Not what we might describe as very “natural.”

Since sparkling wine is what it is, there are no natural ways of generating a second fermentation. It seems as if might be possible to use a pied de cuve culture to assist the process, and in general, select and culture vineyard yeasts to create a must, rather than buy in neutral dried champagne yeasts. A few producers work this way.

In  2017 in Penedes, the Recaredo estate took a step towards the concept of terroir sparkling wines by opting to make all its Corpinnat wines using organic must for the second fermentation in the bottle. The winery had been progressively switched from organic refined cane sugar to must from its own vineyards or organic rectified concentrated must for this stage of the winemaking process.

So, what are the minimum requirements for a more natural style of champagne?

  • Organic & biodynamic farming – a prerequisite for all natural wines
  • Low yields/hand harvest – hand selection of grapes on the basis of their maturity
  • Focus on vintages rather than create a house style*
  • Parcel vinification to show terroir (not a requisite)
  • Ferment of base wine for champagne done with native yeasts or pied de cuvee
  • Use of an own yeast culture to make the base for the tirage rather than commercially cultured yeast plus cane sugar combination
  • Zero dosage (brut nature) after disgorgement
  • Minimal sulphites (at pressing rather than before bottling)

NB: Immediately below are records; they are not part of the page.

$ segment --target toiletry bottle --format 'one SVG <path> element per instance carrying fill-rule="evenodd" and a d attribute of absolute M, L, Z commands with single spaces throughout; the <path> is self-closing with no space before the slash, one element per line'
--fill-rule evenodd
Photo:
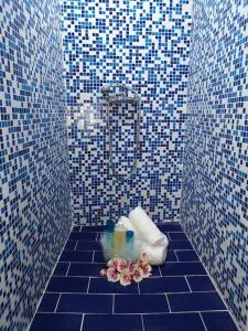
<path fill-rule="evenodd" d="M 126 245 L 125 245 L 125 256 L 127 260 L 134 259 L 134 233 L 133 231 L 127 231 L 126 233 Z"/>
<path fill-rule="evenodd" d="M 123 222 L 119 222 L 114 233 L 114 250 L 116 257 L 125 256 L 126 228 Z"/>
<path fill-rule="evenodd" d="M 115 223 L 107 221 L 105 229 L 105 258 L 112 258 Z"/>

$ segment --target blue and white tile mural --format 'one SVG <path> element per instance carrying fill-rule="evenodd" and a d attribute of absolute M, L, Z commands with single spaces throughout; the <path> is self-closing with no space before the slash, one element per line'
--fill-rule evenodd
<path fill-rule="evenodd" d="M 179 220 L 191 14 L 188 0 L 63 1 L 73 218 L 103 224 L 137 204 L 157 222 Z M 139 166 L 128 181 L 109 167 L 100 88 L 141 96 Z M 116 172 L 132 168 L 137 111 L 110 109 Z"/>
<path fill-rule="evenodd" d="M 245 329 L 247 1 L 194 1 L 182 224 Z"/>
<path fill-rule="evenodd" d="M 25 330 L 71 227 L 57 1 L 0 0 L 0 330 Z"/>

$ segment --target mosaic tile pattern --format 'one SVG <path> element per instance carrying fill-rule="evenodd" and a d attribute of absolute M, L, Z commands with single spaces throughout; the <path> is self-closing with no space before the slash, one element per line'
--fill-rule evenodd
<path fill-rule="evenodd" d="M 62 14 L 74 221 L 104 224 L 137 204 L 155 221 L 179 220 L 188 0 L 64 0 Z M 114 83 L 132 87 L 142 100 L 139 168 L 123 183 L 109 169 L 106 103 L 99 93 Z M 111 109 L 118 173 L 131 168 L 131 114 L 118 119 Z"/>
<path fill-rule="evenodd" d="M 181 225 L 161 229 L 170 241 L 165 265 L 123 287 L 99 277 L 103 227 L 75 227 L 30 331 L 237 331 Z"/>
<path fill-rule="evenodd" d="M 1 331 L 26 330 L 71 224 L 60 8 L 39 2 L 0 0 Z"/>
<path fill-rule="evenodd" d="M 242 329 L 248 311 L 247 13 L 247 1 L 194 1 L 182 196 L 182 224 Z"/>

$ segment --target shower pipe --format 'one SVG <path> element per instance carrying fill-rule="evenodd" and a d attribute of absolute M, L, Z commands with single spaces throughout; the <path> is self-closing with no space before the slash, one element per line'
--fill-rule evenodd
<path fill-rule="evenodd" d="M 111 93 L 112 88 L 118 87 L 126 93 Z M 103 96 L 107 100 L 107 130 L 109 141 L 109 163 L 114 178 L 119 182 L 128 181 L 137 171 L 138 158 L 139 158 L 139 145 L 140 145 L 140 111 L 141 111 L 141 99 L 136 90 L 128 87 L 125 84 L 114 84 L 103 86 L 100 89 Z M 132 96 L 128 96 L 128 92 L 132 93 Z M 111 135 L 111 121 L 110 121 L 110 106 L 117 103 L 134 103 L 137 105 L 137 135 L 136 135 L 136 148 L 134 148 L 134 160 L 132 163 L 131 172 L 126 177 L 120 177 L 116 173 L 112 160 L 112 135 Z"/>

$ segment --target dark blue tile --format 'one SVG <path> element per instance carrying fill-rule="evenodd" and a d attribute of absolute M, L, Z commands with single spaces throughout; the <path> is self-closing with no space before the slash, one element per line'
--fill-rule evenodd
<path fill-rule="evenodd" d="M 169 249 L 194 249 L 188 241 L 170 241 Z"/>
<path fill-rule="evenodd" d="M 138 285 L 132 282 L 130 286 L 121 286 L 106 278 L 91 278 L 88 291 L 91 293 L 138 293 Z"/>
<path fill-rule="evenodd" d="M 163 276 L 206 275 L 201 263 L 166 263 L 160 269 Z"/>
<path fill-rule="evenodd" d="M 60 295 L 56 295 L 56 293 L 44 293 L 37 311 L 53 312 L 57 305 L 58 297 L 60 297 Z"/>
<path fill-rule="evenodd" d="M 105 225 L 82 226 L 80 232 L 104 232 Z"/>
<path fill-rule="evenodd" d="M 106 260 L 104 258 L 104 254 L 103 254 L 101 250 L 95 252 L 95 254 L 94 254 L 94 261 L 95 263 L 101 263 L 101 264 L 106 263 Z"/>
<path fill-rule="evenodd" d="M 168 295 L 171 311 L 226 310 L 217 292 Z"/>
<path fill-rule="evenodd" d="M 75 249 L 77 244 L 77 241 L 67 241 L 67 243 L 65 244 L 65 249 Z"/>
<path fill-rule="evenodd" d="M 111 313 L 112 296 L 62 295 L 57 306 L 57 311 Z"/>
<path fill-rule="evenodd" d="M 175 254 L 180 261 L 194 261 L 198 260 L 198 256 L 195 250 L 175 250 Z"/>
<path fill-rule="evenodd" d="M 36 313 L 30 331 L 79 331 L 83 316 L 66 313 Z"/>
<path fill-rule="evenodd" d="M 76 250 L 101 250 L 101 246 L 99 242 L 78 242 Z"/>
<path fill-rule="evenodd" d="M 184 232 L 169 232 L 168 235 L 171 241 L 188 241 Z"/>
<path fill-rule="evenodd" d="M 187 281 L 193 292 L 215 290 L 215 287 L 208 276 L 187 277 Z"/>
<path fill-rule="evenodd" d="M 198 313 L 144 314 L 145 331 L 205 331 Z"/>
<path fill-rule="evenodd" d="M 68 270 L 69 264 L 66 263 L 57 263 L 53 276 L 65 276 Z"/>
<path fill-rule="evenodd" d="M 183 228 L 180 225 L 180 223 L 161 224 L 161 225 L 158 225 L 158 227 L 163 233 L 168 233 L 168 232 L 183 232 Z"/>
<path fill-rule="evenodd" d="M 93 252 L 86 250 L 64 250 L 61 255 L 60 261 L 91 261 Z"/>
<path fill-rule="evenodd" d="M 148 278 L 139 284 L 141 293 L 186 292 L 190 291 L 184 277 Z"/>
<path fill-rule="evenodd" d="M 177 261 L 174 250 L 168 250 L 166 261 Z"/>
<path fill-rule="evenodd" d="M 138 314 L 86 314 L 83 331 L 143 331 L 141 316 Z M 201 331 L 201 330 L 200 330 Z"/>
<path fill-rule="evenodd" d="M 229 312 L 202 312 L 207 331 L 238 331 Z"/>
<path fill-rule="evenodd" d="M 115 296 L 115 313 L 152 312 L 169 312 L 168 300 L 164 295 Z"/>
<path fill-rule="evenodd" d="M 88 278 L 52 277 L 46 288 L 47 292 L 86 292 Z"/>
<path fill-rule="evenodd" d="M 97 233 L 72 232 L 69 241 L 96 241 Z"/>
<path fill-rule="evenodd" d="M 77 264 L 72 263 L 68 269 L 68 276 L 91 276 L 100 275 L 100 269 L 106 268 L 106 264 Z"/>

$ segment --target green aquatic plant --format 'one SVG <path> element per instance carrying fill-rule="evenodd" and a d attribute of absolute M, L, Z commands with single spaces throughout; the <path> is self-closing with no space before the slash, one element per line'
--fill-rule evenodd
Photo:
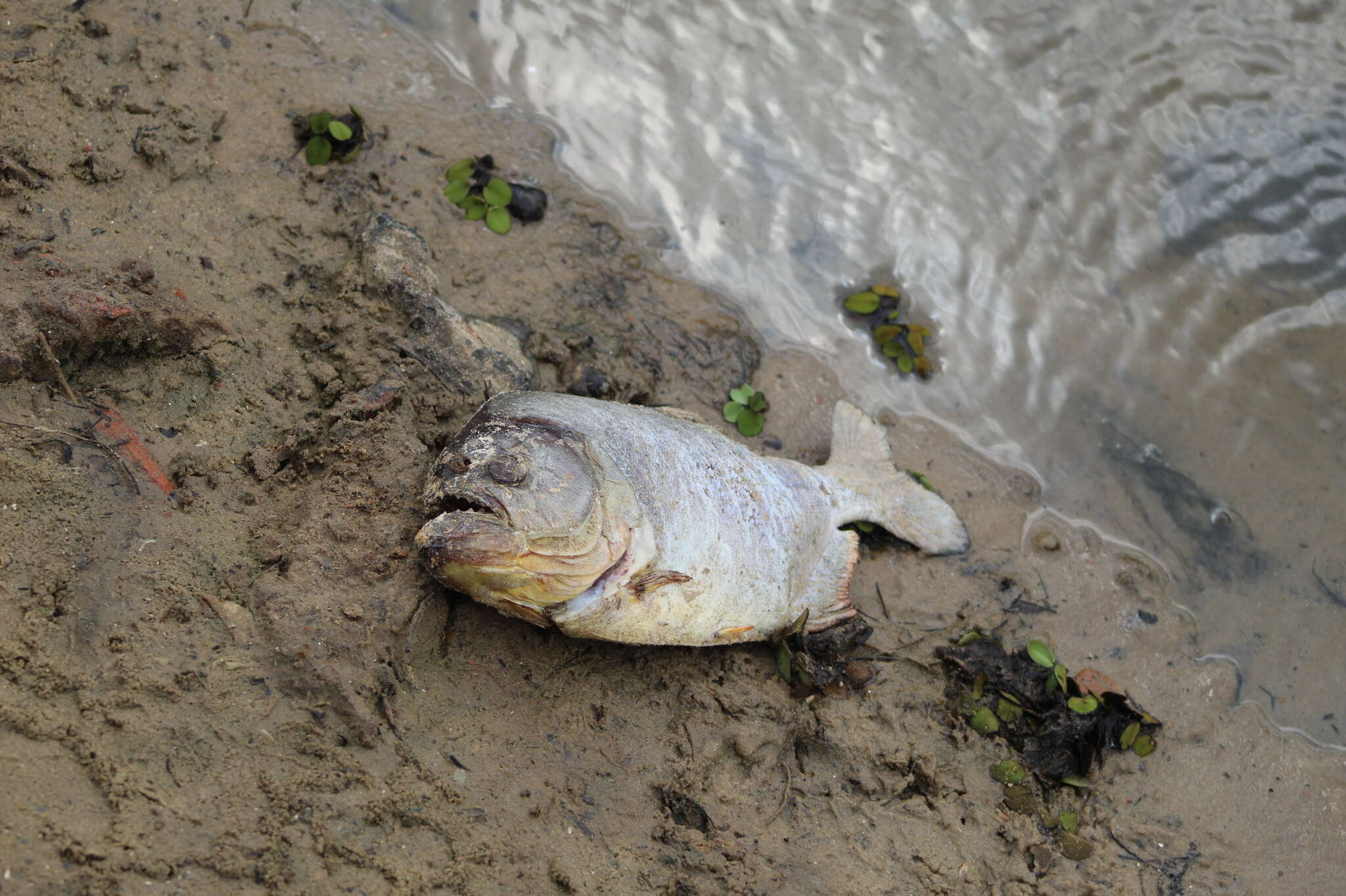
<path fill-rule="evenodd" d="M 509 184 L 491 176 L 494 163 L 490 156 L 464 159 L 444 172 L 448 185 L 444 197 L 463 210 L 467 220 L 485 220 L 497 234 L 510 231 L 510 216 L 522 222 L 541 220 L 546 208 L 546 193 L 532 187 Z M 516 201 L 518 191 L 529 193 L 526 208 Z M 537 193 L 533 196 L 532 193 Z M 538 206 L 540 203 L 540 206 Z"/>
<path fill-rule="evenodd" d="M 926 357 L 926 341 L 931 333 L 919 324 L 903 324 L 902 296 L 892 286 L 875 283 L 868 289 L 851 293 L 841 302 L 852 314 L 868 317 L 874 341 L 884 357 L 903 373 L 915 373 L 923 380 L 934 375 L 934 363 Z"/>
<path fill-rule="evenodd" d="M 297 116 L 295 126 L 310 165 L 326 165 L 332 159 L 350 161 L 365 140 L 365 122 L 355 106 L 350 106 L 349 116 L 341 117 L 330 111 Z"/>
<path fill-rule="evenodd" d="M 724 419 L 739 427 L 739 433 L 754 437 L 766 426 L 766 396 L 744 383 L 730 390 L 730 402 L 724 406 Z"/>
<path fill-rule="evenodd" d="M 1043 669 L 1050 669 L 1053 664 L 1057 661 L 1057 654 L 1054 654 L 1051 652 L 1051 647 L 1049 647 L 1042 641 L 1030 641 L 1026 650 L 1028 653 L 1028 658 L 1036 662 Z"/>

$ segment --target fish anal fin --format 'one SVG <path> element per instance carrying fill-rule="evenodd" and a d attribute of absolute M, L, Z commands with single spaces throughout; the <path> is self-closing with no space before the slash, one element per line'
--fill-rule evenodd
<path fill-rule="evenodd" d="M 650 570 L 649 572 L 642 572 L 631 579 L 630 588 L 631 592 L 635 594 L 637 599 L 639 599 L 645 596 L 646 591 L 653 591 L 660 586 L 690 580 L 692 576 L 685 572 L 676 572 L 673 570 Z"/>
<path fill-rule="evenodd" d="M 856 615 L 851 604 L 851 574 L 860 559 L 860 536 L 855 532 L 832 531 L 826 551 L 809 580 L 809 621 L 806 631 L 822 631 Z"/>

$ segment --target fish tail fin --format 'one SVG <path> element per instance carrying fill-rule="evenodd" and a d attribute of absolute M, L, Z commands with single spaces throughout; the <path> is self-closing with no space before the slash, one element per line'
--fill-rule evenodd
<path fill-rule="evenodd" d="M 948 501 L 892 466 L 888 435 L 849 402 L 832 414 L 832 457 L 820 473 L 832 493 L 837 521 L 876 523 L 926 553 L 962 553 L 968 531 Z"/>

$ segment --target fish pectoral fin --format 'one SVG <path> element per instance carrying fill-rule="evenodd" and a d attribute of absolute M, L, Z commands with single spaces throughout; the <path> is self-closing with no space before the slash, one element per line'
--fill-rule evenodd
<path fill-rule="evenodd" d="M 674 582 L 690 582 L 692 576 L 685 572 L 674 572 L 673 570 L 651 570 L 650 572 L 642 572 L 641 575 L 631 579 L 631 591 L 635 592 L 637 598 L 645 596 L 646 591 L 653 591 L 662 584 L 672 584 Z"/>
<path fill-rule="evenodd" d="M 805 603 L 809 619 L 804 626 L 806 631 L 830 629 L 857 613 L 851 603 L 851 574 L 859 559 L 860 536 L 833 529 L 828 548 L 809 580 Z"/>

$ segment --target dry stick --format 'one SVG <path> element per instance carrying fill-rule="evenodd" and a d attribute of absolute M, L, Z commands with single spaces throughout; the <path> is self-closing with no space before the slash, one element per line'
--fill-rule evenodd
<path fill-rule="evenodd" d="M 793 776 L 790 775 L 790 763 L 782 759 L 781 768 L 785 770 L 785 789 L 781 791 L 781 805 L 777 806 L 775 811 L 771 813 L 771 817 L 762 823 L 762 827 L 770 827 L 771 822 L 775 821 L 777 815 L 785 811 L 785 803 L 786 801 L 790 799 L 790 785 L 794 783 Z"/>
<path fill-rule="evenodd" d="M 47 364 L 51 365 L 51 372 L 57 375 L 57 382 L 61 383 L 61 390 L 66 394 L 66 398 L 78 404 L 79 399 L 70 391 L 70 383 L 66 382 L 66 375 L 61 372 L 61 361 L 57 360 L 55 353 L 51 351 L 51 343 L 47 341 L 47 334 L 42 330 L 38 330 L 38 343 L 42 345 L 42 355 L 47 359 Z"/>
<path fill-rule="evenodd" d="M 81 442 L 85 442 L 87 445 L 94 446 L 96 449 L 104 451 L 108 457 L 110 457 L 113 461 L 117 462 L 117 466 L 121 467 L 121 472 L 127 474 L 128 480 L 131 480 L 131 485 L 136 489 L 136 494 L 140 494 L 140 482 L 136 481 L 136 474 L 131 472 L 131 467 L 127 466 L 127 462 L 121 459 L 120 454 L 117 454 L 114 450 L 112 450 L 110 447 L 108 447 L 106 445 L 104 445 L 102 442 L 100 442 L 98 439 L 92 438 L 89 435 L 85 435 L 83 433 L 70 433 L 67 430 L 52 430 L 52 429 L 48 429 L 46 426 L 32 426 L 30 423 L 15 423 L 12 420 L 0 420 L 0 423 L 3 423 L 4 426 L 16 426 L 16 427 L 23 429 L 23 430 L 35 430 L 38 433 L 51 433 L 52 435 L 65 435 L 65 437 L 69 437 L 69 438 L 73 438 L 73 439 L 79 439 Z"/>

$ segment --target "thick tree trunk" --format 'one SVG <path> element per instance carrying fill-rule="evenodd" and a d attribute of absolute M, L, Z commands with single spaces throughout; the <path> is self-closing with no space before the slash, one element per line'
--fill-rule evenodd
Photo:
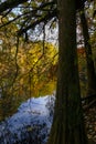
<path fill-rule="evenodd" d="M 58 80 L 47 144 L 87 144 L 76 53 L 75 0 L 58 0 Z"/>
<path fill-rule="evenodd" d="M 96 95 L 96 74 L 95 74 L 95 66 L 93 61 L 92 47 L 89 43 L 88 25 L 87 25 L 84 10 L 82 10 L 79 14 L 81 14 L 81 22 L 83 27 L 83 35 L 84 35 L 86 62 L 87 62 L 87 95 L 93 95 L 93 94 Z"/>

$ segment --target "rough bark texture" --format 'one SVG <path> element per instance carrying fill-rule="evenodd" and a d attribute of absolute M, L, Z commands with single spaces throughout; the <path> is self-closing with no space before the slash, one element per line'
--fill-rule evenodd
<path fill-rule="evenodd" d="M 93 95 L 96 94 L 96 73 L 93 61 L 92 47 L 89 43 L 88 25 L 84 10 L 82 10 L 81 12 L 81 22 L 83 27 L 83 35 L 84 35 L 86 62 L 87 62 L 87 95 Z"/>
<path fill-rule="evenodd" d="M 58 80 L 47 144 L 87 144 L 76 54 L 75 0 L 58 0 Z"/>
<path fill-rule="evenodd" d="M 0 13 L 26 1 L 28 0 L 7 0 L 0 4 Z"/>

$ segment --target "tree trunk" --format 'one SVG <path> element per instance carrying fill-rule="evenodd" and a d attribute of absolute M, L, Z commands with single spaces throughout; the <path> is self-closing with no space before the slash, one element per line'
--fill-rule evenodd
<path fill-rule="evenodd" d="M 84 9 L 82 10 L 81 22 L 83 27 L 84 44 L 86 52 L 86 62 L 87 62 L 87 95 L 96 95 L 96 74 L 95 66 L 93 61 L 92 47 L 89 43 L 88 25 L 85 18 Z"/>
<path fill-rule="evenodd" d="M 58 0 L 58 78 L 47 144 L 87 144 L 81 104 L 75 0 Z"/>

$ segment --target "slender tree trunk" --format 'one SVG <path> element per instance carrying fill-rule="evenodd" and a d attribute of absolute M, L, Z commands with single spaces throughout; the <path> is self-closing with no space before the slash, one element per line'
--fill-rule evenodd
<path fill-rule="evenodd" d="M 58 79 L 47 144 L 87 144 L 81 104 L 75 0 L 58 0 Z"/>
<path fill-rule="evenodd" d="M 93 95 L 93 94 L 96 95 L 96 74 L 95 74 L 95 66 L 93 61 L 92 47 L 89 43 L 88 25 L 85 18 L 84 9 L 79 13 L 79 16 L 81 16 L 81 22 L 83 27 L 83 35 L 84 35 L 86 62 L 87 62 L 87 95 Z"/>

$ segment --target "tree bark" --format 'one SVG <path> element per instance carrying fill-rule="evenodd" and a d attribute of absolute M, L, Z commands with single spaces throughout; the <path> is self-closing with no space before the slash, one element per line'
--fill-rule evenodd
<path fill-rule="evenodd" d="M 7 0 L 0 4 L 0 13 L 8 9 L 12 9 L 23 2 L 26 2 L 28 0 Z"/>
<path fill-rule="evenodd" d="M 84 44 L 85 44 L 86 62 L 87 62 L 87 95 L 93 95 L 96 94 L 96 73 L 95 73 L 95 66 L 93 61 L 92 47 L 89 43 L 88 25 L 85 18 L 84 9 L 79 14 L 81 14 L 81 22 L 83 27 L 83 35 L 84 35 Z"/>
<path fill-rule="evenodd" d="M 75 0 L 58 0 L 58 78 L 47 144 L 87 144 L 76 51 Z"/>

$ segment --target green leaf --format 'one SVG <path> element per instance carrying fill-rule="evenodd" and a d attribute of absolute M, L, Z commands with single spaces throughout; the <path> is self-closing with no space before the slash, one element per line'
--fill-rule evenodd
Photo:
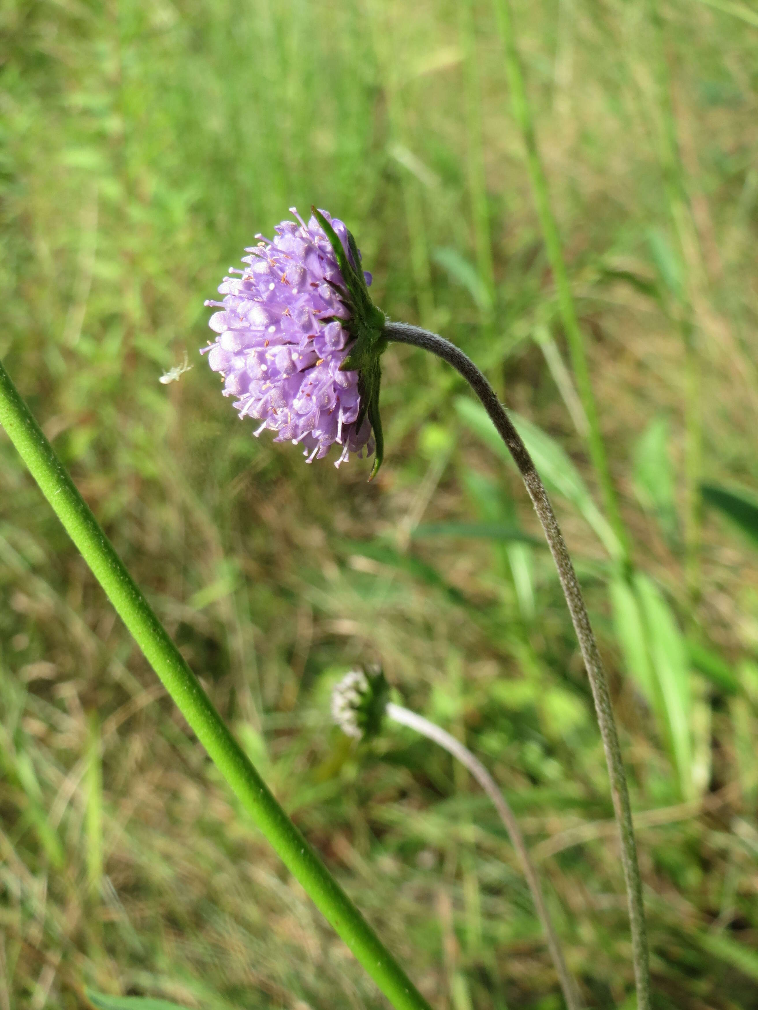
<path fill-rule="evenodd" d="M 487 290 L 487 286 L 479 276 L 479 272 L 473 264 L 461 256 L 458 249 L 445 247 L 437 248 L 432 254 L 432 259 L 443 270 L 447 271 L 449 277 L 465 288 L 474 302 L 482 312 L 492 311 L 492 296 Z"/>
<path fill-rule="evenodd" d="M 669 294 L 675 298 L 682 295 L 682 266 L 678 256 L 671 247 L 666 234 L 658 228 L 648 231 L 648 246 L 653 258 L 658 276 Z"/>
<path fill-rule="evenodd" d="M 659 717 L 665 721 L 682 796 L 692 796 L 692 695 L 687 648 L 671 608 L 648 576 L 638 572 L 634 588 L 645 621 L 646 638 L 657 684 Z"/>
<path fill-rule="evenodd" d="M 676 539 L 676 488 L 668 450 L 669 424 L 654 417 L 643 431 L 634 453 L 634 485 L 644 509 L 654 513 L 669 540 Z"/>
<path fill-rule="evenodd" d="M 468 397 L 459 397 L 455 406 L 459 417 L 467 427 L 500 459 L 515 466 L 481 404 Z M 615 533 L 595 505 L 586 484 L 568 454 L 558 442 L 554 441 L 542 428 L 528 421 L 526 417 L 522 417 L 513 410 L 509 410 L 507 413 L 516 431 L 524 439 L 548 491 L 571 502 L 594 530 L 610 557 L 622 558 L 624 551 Z"/>
<path fill-rule="evenodd" d="M 719 509 L 758 544 L 758 500 L 750 491 L 744 488 L 730 491 L 718 484 L 701 484 L 700 494 L 706 505 Z"/>
<path fill-rule="evenodd" d="M 462 539 L 503 540 L 509 543 L 531 543 L 536 547 L 546 547 L 547 541 L 522 532 L 515 526 L 505 526 L 499 522 L 429 522 L 411 533 L 413 539 L 432 536 L 459 536 Z"/>
<path fill-rule="evenodd" d="M 156 1000 L 150 996 L 107 996 L 87 990 L 87 999 L 97 1010 L 187 1010 L 178 1003 Z"/>
<path fill-rule="evenodd" d="M 612 580 L 608 591 L 613 612 L 613 627 L 622 647 L 627 673 L 634 678 L 645 700 L 655 712 L 658 707 L 658 693 L 639 600 L 629 582 L 621 576 Z"/>

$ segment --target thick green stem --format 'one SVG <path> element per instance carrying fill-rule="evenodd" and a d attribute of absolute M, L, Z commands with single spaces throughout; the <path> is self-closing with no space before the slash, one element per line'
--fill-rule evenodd
<path fill-rule="evenodd" d="M 508 0 L 494 0 L 495 13 L 505 48 L 505 72 L 508 78 L 510 89 L 510 105 L 513 111 L 513 118 L 518 124 L 527 148 L 527 165 L 529 168 L 532 190 L 534 192 L 537 213 L 540 218 L 545 248 L 548 260 L 553 271 L 556 293 L 558 295 L 558 307 L 563 321 L 563 328 L 566 331 L 569 351 L 571 354 L 571 364 L 576 377 L 576 385 L 579 390 L 582 407 L 587 416 L 589 430 L 587 441 L 589 454 L 592 460 L 595 474 L 600 485 L 603 504 L 608 520 L 613 527 L 619 540 L 624 546 L 625 554 L 629 554 L 629 537 L 619 510 L 619 502 L 615 496 L 615 489 L 608 470 L 605 446 L 600 433 L 600 424 L 597 419 L 597 407 L 595 405 L 594 393 L 589 378 L 587 367 L 587 356 L 584 348 L 584 334 L 579 325 L 576 315 L 574 296 L 571 291 L 566 262 L 563 257 L 563 246 L 561 245 L 558 225 L 556 224 L 553 210 L 550 204 L 548 193 L 548 182 L 543 169 L 540 152 L 537 146 L 537 135 L 532 119 L 532 110 L 527 98 L 527 89 L 524 82 L 520 60 L 515 46 L 515 32 L 510 14 Z"/>
<path fill-rule="evenodd" d="M 224 725 L 1 363 L 0 424 L 211 761 L 284 865 L 397 1010 L 430 1010 Z"/>

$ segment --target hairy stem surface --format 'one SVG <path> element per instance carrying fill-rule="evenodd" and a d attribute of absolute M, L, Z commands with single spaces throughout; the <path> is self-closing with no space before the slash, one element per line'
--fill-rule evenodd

It is impossible to be prescriptive. Blending is a part of any winemaking, and the majority of champagnes may be from different vineyards, and different vineyards (there is a vogue for reserve perpetuel and solera blending in the region amongst more adventurous producers). A lot of experimentation needs to be done before own yeast cultures are used. Champagne making is an art form; in the end, bringing nature in at the edges (through farming and reducing the number of additions) can be a benefit in that it allows the quality of the grapes to shine. When I drink my favourite artisan champagnes I feel that the wines are delicious in themselves, and the bubbles are merely a happy addition.